The geopolitical
crisis in Eastern Europe continues as the Russian invasion continues for the
sixth consecutive day. Nobody can even anticipate the end of this war. The West
is devastating the Russian economy with financial, trade and economic
sanctions. But such sanctions do not only hold a threat for Russia, but also for
the global economy.
The freezing
of more than 60% of Russia’s central bank assets was largely unexpected and
very painful for the Russian top decision makers. But this move may push the
Russian government to default on the Russian corporate debt that is estimated to
be at $478.2 billion at the beginning of 2022. This may seem to be appropriate
collateral damage for the United States, but for some European countries or
large financial institutions, it may be critical to provoke a chain of
defaults. To cushion such a possible threat the European Central Bank (ECB) must
maintain interest rates close to zero and urgently raise its bond buying
programs. This may result in soaring inflation and such measures may resemble the action of pouring gasoline into fire. The economic
consequences may be very painful.
But all
this is far from happening at the moment. American investors are seen to be
full of optimism, taking advantage of the situation as expectations of
aggressive interest rate hikes by the Federal Reserve (Fed) during its meeting
in the middle of March are fading. Thus, fundamentally long positions in the
U.S. stock market may be justified.

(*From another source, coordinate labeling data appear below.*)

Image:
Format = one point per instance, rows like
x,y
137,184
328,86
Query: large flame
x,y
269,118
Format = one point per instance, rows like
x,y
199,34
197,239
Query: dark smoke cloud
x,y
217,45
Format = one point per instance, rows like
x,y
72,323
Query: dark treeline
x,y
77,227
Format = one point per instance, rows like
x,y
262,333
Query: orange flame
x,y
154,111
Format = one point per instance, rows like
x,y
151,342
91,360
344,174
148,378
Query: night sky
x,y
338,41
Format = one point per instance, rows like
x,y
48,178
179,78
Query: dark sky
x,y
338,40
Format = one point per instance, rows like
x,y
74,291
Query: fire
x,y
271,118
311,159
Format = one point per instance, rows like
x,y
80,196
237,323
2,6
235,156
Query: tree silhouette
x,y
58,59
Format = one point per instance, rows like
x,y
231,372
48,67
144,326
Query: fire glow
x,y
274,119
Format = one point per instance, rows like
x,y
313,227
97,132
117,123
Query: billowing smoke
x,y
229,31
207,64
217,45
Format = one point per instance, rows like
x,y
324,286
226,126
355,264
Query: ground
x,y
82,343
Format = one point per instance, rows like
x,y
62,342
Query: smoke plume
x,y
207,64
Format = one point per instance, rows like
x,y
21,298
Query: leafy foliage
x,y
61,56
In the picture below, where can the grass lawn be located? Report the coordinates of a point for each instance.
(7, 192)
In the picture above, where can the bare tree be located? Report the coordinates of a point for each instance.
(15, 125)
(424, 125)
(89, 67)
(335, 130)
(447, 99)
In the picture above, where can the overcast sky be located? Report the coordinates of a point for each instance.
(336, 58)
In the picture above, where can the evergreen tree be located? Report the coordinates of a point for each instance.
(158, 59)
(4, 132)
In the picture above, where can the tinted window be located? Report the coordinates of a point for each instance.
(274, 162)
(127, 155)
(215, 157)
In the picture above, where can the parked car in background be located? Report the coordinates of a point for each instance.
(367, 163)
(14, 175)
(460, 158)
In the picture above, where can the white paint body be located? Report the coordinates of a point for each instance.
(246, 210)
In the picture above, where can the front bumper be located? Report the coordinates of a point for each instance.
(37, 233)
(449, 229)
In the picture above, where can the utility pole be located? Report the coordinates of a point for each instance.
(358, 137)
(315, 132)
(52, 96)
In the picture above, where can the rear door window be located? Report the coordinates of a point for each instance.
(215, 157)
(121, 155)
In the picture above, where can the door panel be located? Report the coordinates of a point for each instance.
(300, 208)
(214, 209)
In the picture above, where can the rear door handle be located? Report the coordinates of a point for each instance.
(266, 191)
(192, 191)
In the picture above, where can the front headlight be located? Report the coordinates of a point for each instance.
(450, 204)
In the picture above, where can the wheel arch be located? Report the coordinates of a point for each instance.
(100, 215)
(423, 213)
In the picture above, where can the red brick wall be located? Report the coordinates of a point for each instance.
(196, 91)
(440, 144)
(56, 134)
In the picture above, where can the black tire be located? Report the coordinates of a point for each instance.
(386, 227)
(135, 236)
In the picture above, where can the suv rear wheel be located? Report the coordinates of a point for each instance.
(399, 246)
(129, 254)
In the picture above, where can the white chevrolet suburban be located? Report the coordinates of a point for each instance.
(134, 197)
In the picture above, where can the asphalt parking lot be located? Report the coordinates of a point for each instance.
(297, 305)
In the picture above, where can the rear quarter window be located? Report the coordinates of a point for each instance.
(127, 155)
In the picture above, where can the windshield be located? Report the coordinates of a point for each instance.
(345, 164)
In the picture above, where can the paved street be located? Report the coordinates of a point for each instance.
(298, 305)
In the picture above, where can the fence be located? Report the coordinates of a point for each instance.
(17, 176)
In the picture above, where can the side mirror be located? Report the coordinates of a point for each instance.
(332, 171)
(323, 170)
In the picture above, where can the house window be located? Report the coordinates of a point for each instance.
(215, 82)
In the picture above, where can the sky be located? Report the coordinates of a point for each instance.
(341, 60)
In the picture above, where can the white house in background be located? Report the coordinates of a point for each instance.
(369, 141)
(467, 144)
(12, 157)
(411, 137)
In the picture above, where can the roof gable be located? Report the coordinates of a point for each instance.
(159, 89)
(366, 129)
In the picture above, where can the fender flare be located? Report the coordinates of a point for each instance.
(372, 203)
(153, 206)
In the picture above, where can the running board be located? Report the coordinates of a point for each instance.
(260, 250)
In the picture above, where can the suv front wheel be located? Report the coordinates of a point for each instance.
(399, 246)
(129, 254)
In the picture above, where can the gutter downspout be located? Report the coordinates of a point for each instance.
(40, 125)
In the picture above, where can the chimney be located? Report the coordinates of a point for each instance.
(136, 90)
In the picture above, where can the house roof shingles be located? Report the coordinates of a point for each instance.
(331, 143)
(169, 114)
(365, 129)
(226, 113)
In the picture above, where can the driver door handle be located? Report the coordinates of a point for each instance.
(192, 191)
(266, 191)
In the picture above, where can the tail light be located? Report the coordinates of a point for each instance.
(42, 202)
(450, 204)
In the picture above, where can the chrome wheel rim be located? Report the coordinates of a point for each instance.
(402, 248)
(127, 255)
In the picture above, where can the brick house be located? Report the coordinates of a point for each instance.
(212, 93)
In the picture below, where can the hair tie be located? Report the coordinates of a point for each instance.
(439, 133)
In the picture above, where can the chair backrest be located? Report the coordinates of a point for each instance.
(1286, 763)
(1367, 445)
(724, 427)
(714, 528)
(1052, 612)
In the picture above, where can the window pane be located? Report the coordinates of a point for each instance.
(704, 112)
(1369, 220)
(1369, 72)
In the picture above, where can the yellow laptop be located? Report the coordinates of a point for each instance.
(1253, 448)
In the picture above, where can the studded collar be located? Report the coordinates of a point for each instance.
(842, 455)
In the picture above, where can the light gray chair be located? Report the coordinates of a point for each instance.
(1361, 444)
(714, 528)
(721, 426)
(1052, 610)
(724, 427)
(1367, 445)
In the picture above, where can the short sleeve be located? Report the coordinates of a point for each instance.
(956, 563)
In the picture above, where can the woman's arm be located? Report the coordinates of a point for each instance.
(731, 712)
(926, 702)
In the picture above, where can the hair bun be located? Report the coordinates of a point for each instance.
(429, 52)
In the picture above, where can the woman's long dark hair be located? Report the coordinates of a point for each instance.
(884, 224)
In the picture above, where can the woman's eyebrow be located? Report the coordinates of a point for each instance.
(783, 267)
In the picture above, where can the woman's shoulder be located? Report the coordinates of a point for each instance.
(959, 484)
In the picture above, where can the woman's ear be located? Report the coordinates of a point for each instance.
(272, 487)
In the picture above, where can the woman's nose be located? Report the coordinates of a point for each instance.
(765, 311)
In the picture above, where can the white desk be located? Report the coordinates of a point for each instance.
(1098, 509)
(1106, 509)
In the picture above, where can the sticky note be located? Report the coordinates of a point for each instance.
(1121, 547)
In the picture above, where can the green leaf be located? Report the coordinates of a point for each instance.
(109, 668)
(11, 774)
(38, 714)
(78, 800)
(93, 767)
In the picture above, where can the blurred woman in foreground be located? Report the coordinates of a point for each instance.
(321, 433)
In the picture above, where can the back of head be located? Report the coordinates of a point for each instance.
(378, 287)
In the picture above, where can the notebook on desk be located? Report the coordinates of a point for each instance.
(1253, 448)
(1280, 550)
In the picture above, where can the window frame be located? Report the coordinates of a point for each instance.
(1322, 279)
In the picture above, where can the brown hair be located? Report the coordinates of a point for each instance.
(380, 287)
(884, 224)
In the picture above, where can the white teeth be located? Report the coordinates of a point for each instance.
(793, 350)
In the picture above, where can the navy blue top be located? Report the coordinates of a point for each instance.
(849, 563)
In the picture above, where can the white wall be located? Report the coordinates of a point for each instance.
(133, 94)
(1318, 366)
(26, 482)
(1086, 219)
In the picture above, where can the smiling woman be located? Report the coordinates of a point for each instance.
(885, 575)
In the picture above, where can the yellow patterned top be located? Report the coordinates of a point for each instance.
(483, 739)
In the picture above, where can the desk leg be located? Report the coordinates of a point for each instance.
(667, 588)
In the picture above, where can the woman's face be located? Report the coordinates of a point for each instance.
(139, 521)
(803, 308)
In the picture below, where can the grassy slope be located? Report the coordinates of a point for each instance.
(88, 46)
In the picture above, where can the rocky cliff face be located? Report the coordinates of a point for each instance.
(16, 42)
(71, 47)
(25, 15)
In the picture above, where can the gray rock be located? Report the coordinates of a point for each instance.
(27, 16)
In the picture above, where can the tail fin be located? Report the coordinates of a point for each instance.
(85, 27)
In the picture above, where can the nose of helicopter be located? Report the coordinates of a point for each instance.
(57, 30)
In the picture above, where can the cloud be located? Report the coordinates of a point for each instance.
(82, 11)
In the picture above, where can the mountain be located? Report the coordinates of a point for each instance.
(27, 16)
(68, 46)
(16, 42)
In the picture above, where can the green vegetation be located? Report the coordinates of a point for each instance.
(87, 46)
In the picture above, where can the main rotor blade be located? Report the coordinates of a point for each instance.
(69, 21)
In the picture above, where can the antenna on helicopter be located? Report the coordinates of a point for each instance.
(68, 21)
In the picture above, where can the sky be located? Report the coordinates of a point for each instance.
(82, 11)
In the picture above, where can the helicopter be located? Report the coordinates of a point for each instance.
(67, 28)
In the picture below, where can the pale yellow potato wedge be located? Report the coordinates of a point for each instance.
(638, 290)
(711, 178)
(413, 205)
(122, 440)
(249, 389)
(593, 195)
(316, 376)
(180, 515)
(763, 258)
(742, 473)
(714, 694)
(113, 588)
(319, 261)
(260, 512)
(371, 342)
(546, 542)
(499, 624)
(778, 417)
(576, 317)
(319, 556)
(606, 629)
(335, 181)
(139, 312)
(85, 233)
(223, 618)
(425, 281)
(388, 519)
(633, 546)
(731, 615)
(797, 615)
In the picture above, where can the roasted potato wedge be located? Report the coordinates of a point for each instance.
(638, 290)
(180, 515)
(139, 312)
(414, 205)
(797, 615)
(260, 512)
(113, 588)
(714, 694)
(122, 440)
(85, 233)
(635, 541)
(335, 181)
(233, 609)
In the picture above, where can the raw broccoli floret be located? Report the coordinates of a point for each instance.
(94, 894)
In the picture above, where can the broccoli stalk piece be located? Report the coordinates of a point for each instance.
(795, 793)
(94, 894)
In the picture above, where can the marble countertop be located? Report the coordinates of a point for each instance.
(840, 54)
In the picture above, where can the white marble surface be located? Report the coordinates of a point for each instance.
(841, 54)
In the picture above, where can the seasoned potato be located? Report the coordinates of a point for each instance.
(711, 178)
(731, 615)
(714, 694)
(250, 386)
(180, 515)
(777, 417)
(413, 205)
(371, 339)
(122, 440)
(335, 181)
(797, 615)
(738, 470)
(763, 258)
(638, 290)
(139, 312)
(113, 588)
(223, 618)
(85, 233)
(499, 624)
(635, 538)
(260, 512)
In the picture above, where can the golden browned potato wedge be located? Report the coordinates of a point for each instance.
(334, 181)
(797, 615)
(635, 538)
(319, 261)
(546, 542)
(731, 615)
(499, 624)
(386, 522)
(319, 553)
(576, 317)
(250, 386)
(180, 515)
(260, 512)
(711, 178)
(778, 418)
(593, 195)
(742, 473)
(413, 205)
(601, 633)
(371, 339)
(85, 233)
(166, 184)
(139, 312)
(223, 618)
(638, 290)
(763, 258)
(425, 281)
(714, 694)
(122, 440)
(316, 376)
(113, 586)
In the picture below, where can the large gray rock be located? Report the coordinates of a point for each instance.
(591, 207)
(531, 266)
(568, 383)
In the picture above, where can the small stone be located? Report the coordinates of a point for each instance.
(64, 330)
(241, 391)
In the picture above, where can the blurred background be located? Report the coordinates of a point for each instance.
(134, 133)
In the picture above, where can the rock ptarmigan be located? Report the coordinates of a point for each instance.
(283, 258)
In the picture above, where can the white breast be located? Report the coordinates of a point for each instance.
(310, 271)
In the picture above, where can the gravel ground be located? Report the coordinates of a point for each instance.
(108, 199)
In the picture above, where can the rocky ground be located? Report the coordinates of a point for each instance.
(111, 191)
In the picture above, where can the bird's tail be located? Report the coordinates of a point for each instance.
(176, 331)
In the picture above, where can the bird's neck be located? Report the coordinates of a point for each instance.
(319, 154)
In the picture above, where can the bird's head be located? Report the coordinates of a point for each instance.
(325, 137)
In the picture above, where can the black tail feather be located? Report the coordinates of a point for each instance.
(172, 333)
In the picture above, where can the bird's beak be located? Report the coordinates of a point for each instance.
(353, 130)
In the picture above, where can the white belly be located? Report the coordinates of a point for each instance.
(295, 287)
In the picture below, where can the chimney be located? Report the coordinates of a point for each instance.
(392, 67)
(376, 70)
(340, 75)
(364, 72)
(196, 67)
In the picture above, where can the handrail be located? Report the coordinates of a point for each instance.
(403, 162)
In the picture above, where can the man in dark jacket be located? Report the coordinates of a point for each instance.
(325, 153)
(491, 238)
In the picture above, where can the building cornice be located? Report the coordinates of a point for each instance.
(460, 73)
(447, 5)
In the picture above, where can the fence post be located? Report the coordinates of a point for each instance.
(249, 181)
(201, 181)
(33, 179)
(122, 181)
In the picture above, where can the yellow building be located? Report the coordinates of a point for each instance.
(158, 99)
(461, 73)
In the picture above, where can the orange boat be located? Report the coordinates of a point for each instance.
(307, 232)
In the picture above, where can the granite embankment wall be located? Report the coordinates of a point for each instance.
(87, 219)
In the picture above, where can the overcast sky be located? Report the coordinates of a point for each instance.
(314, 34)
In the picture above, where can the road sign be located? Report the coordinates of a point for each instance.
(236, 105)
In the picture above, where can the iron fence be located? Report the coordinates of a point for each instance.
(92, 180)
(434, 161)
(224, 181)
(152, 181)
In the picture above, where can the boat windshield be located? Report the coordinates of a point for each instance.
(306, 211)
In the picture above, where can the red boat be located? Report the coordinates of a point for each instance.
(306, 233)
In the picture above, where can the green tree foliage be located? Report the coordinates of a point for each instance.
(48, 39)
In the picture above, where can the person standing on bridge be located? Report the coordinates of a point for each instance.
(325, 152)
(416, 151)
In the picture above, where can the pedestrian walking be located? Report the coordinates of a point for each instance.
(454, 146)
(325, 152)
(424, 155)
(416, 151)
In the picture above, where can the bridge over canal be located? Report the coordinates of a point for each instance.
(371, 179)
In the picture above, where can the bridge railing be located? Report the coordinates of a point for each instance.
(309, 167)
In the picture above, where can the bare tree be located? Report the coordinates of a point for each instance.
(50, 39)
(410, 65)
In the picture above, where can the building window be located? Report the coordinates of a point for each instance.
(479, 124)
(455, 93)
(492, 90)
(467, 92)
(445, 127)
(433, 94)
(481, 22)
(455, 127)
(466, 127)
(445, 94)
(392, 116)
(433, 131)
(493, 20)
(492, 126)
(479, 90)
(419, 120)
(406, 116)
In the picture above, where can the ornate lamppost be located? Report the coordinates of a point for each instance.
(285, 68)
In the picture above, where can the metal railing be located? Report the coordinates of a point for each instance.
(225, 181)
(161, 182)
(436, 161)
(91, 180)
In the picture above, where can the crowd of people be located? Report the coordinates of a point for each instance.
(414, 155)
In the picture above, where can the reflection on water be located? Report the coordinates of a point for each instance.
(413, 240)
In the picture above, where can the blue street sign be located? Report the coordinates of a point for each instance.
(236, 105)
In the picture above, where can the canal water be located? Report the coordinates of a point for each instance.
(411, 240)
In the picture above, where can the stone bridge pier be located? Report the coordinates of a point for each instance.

The S&P 500 broad market index futures
were down by 2.0% on Monday early trading but recovered by ending the day in
positive territory.
Military
actions in Ukraine are likely to continue this week. But there is a
conservative assumption that American investors have just stepped over these
geopolitical risks and are looking towards the testimony in congress by Fed chairman
Jerome Powell on Wednesday. Mr. Powell
is expected to tame current hawkish rhetoric by the Fed.
The technical
picture confirms such expectations. We may confirm that the S&P 500 index
chart formed an upside pattern with a target at 4550-4600 points. However, to
attend this rally we need to wait for the index to move down to 4240-4280
points. The price was there on Monday and may not provide another opportunity
to open long positions.
Crude
prices have met targets of the “$100
per barrel” scenario and reached $101.50-102.50 per barrel for the Brent crude
benchmark last week. The geopolitical crisis in Eastern Europe and sanctions on
Russia would further support high crude prices. The U.S. has announced new
interventions in the oil market. But prices will hardly go down significantly
since the geopolitical risks are already in place. However, the restoration of
the nuclear deal between U.S. and Iran may lower crude prices as 1.0-1.3
barrels of crude per day may return to the market.
Gold prices continue
to move above $1900 per troy ounce thanks to the geopolitical risks. However,
the period of weak gold prices has started, and may last until the middle of April.
Gold prices have a significant potential to move down to test $1840 per ounce,
and in case of a breakthrough to dive deeper to $1650-1750 per ounce. So,
closing of long position may be justified, as well as a readiness to go short .
Geopolitical fears on
the FX market led to the appreciation of the U.S. Dollar. EURUSD hit the lowest
support level of the week at 1.11300 and bounced back to 1.12200. The Greenback
is strengthening. But due to a lot of uncertainties, opening any positions
would have a significant risk behind it.
GBPUSD is on the
downside track with the lowest support level is at 1.33000. High volatility
does not provide any good entry point for the short position at the moment.